Now we must also recognize that education is only part of the problem with both the Roma and the Native American populations. Opportunities and lack of opportunities is just as big of an obstacle for both the Roma and the Native American people. Opportunities for both populations are limited due to issues of prejudice, lack of financial and material resources, cultural differences, and other obstacles put in place by society.
One of the positives that we have, at least within the South Dakota conference of the United Church of Christ, is that we have some established leadership within the Native American churches. In the Dakota Association, Native American leadership is still a concern as many of our Native American pastors are getting older and there is a concern with who will replace them. At least for now we have some leadership to work with. Our challenge here within the South Dakota conference is to figure out "how" is the best way to work with the Dakota Association leadership that is already established. The Reformed Church in Hungary needs to figure out how to establish some leadership within the Roma communities.
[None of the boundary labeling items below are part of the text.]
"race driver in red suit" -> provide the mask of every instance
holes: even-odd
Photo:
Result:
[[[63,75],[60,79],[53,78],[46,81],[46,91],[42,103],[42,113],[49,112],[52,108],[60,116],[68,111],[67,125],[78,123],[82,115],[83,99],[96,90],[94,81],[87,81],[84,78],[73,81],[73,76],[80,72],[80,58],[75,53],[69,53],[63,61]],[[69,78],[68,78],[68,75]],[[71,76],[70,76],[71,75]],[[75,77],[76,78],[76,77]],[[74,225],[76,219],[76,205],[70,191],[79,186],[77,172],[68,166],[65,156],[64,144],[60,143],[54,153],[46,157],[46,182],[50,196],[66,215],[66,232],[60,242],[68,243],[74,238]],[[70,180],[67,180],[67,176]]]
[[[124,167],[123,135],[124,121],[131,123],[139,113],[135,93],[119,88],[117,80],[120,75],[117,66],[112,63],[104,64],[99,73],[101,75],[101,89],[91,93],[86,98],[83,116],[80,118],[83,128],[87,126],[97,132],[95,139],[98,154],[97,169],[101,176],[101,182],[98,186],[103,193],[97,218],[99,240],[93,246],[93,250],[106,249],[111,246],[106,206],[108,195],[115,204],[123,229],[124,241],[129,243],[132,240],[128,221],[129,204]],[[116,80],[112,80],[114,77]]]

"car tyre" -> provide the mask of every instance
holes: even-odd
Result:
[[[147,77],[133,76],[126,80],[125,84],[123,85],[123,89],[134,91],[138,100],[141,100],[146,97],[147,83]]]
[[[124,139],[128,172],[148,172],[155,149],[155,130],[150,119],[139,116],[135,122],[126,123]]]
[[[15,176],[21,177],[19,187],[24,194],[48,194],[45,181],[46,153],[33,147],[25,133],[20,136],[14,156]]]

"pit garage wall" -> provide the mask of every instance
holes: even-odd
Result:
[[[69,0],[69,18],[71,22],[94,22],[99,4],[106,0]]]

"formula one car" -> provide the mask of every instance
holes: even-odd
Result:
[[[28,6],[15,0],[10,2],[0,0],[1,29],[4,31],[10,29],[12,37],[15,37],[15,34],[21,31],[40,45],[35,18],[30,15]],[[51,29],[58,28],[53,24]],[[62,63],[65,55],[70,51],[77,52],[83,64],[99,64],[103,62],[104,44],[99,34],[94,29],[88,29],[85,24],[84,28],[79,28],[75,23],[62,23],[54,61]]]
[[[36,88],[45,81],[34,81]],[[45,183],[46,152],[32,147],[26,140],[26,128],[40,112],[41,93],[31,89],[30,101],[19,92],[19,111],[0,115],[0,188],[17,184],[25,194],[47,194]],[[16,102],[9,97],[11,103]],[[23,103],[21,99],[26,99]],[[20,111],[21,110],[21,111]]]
Here are some universals. All children desire and need attention. Children, as they get older, seek to establish their own identity and many of them do not know how to do that in positive ways without guidance. The younger the child, the more willing they are to learn. Not speaking the same language creates barriers. Love and respect are universal languages. It is amazing what you can communicate through knowing only a few words, phrases, and some animated sign language. We are all God's children, loved and cared for by God. All God's children deserve a chance for life.
All in all, Deb and I had a very positive, learning, and growing experience in our time at the Roma Mission camp in Csonkapapi. I only have one regret, and it is that I wish I would have known more of the Hungarian language. Communication is such an important aspect of building relationships and I wish I could have communicated more with the people with which we worked and met in our time in Hungary and Ukraine.
Would I do it again? ... in a heartbeat if money and time were not such an issue. But next time I would start sooner on learning the language :) Áldás békesség ... blessings & peace, Keith.
Rev. Keith Kraft, a United Church of Christ pastor from Mobridge, South Dakota (USA), alongside his wife Debbie served for a month this summer at a summer camp for Roma children at the Reformed Roma Center in Csonkapapi, Ukraine. The camp provides weeklong programs from June through July for nearly 400 youth from several surrounding communities.